Malen mit Licht geht nämlich auch ganz wörtlich: Indem man eine lange Belichtungszeit einstellt und die Kamera bewegt. So kommen Streifen zustande, denen man mit etwas Glück künstlerischen Wert oder sogar Bedeutung beimessen kann. Aber mir geht es ja mehr um das Nützliche, also gibt es hier einen Malen-mit-Licht-Tipp, besser drei.
Erstens: Nicht zu lange belichten, sonst wird es unübersichtlich im Bild.
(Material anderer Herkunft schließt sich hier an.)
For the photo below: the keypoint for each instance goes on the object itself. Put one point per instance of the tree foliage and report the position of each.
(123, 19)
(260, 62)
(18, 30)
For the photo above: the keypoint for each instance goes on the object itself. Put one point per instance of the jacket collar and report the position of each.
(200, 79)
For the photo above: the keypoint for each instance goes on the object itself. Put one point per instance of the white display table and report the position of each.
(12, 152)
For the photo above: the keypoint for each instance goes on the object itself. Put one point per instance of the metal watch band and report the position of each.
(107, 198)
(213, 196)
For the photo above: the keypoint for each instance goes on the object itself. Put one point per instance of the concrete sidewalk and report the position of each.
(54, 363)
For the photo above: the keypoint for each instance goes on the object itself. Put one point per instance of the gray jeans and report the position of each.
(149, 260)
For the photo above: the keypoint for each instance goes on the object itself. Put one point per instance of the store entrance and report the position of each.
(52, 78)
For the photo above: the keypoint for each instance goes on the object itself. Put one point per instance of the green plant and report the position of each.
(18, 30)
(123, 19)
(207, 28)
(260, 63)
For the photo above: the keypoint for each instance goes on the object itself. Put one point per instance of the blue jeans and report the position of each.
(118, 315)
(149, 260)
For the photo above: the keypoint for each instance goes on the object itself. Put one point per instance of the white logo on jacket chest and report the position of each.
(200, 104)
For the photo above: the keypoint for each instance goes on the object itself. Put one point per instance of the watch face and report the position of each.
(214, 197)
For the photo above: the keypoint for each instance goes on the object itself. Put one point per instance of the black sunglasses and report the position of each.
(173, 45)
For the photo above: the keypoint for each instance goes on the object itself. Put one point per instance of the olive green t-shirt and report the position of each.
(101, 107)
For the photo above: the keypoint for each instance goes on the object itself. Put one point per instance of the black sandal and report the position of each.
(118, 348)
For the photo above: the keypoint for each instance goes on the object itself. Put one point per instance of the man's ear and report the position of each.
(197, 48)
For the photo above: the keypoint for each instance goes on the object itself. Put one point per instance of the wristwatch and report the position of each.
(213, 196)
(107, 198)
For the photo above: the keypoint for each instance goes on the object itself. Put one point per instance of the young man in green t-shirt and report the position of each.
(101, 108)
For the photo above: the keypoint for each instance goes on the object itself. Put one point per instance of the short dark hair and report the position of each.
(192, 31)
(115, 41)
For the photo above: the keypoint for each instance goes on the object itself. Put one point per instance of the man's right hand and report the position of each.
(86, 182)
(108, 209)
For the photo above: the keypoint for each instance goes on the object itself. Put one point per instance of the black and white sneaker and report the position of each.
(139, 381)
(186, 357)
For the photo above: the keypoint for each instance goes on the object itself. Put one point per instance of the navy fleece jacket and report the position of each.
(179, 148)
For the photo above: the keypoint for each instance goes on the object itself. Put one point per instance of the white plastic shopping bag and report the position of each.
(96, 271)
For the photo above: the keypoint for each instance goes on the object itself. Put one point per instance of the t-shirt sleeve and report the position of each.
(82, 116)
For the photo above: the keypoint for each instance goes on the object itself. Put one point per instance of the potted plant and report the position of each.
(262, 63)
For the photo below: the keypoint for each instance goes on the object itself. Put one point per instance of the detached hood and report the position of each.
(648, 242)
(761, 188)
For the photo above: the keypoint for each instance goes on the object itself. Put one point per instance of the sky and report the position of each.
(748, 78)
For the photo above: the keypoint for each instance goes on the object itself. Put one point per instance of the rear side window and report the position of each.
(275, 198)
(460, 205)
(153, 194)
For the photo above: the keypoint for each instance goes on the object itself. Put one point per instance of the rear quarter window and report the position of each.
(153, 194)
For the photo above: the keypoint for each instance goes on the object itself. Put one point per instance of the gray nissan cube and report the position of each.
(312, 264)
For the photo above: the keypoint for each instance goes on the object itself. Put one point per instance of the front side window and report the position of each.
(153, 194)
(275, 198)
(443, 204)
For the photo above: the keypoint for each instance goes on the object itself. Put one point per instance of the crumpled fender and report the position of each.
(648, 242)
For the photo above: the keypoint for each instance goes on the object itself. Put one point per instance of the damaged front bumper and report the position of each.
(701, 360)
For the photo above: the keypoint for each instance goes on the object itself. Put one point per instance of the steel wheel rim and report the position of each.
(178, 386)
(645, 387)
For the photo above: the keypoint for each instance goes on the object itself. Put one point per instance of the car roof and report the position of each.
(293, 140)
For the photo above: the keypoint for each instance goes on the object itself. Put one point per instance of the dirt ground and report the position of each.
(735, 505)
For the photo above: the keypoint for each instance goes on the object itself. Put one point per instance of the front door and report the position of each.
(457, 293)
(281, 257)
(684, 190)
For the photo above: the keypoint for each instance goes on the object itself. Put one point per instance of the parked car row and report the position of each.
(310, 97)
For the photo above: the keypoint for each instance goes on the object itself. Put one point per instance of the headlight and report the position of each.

Mein Foto hier ist mit einer halben Sekunde gemacht.
Zweitens: Kamera schnell und ruckartig bewegen, dann bekommen die Lichtstreifen Richtung und Form.
Drittens: Überlegen, in welche Richtung die Lichtstreifen gehen sollen – und die Kamera dann genau entgegengesetzt bewegen. Hier also ging meine Kamera zuerst ein Stück nach oben, bog dann zackig nach links ab, um sich später in einer sanften Bewegung wieder abwärts zu orientieren. Und warum geht der Lichtstreifen dann abwärts, nach rechts und aufwärts? Weil die Kamera keine eingebaute Laserlampe hat und in die Landschaft malt, sondern sich um das feststehende Licht herum bewegt. Einfaches Beispiel: Stelle ich mit dem mittleren Autofokuspunkt exakt auf die Laterne scharf und ziehe dann die Kamera gerade nach links, bewege ich damit die rechte Hälfte des Sensors an der Lampe vorbei. Darum kann der Lichtstreifen nicht links im Bild entstehen.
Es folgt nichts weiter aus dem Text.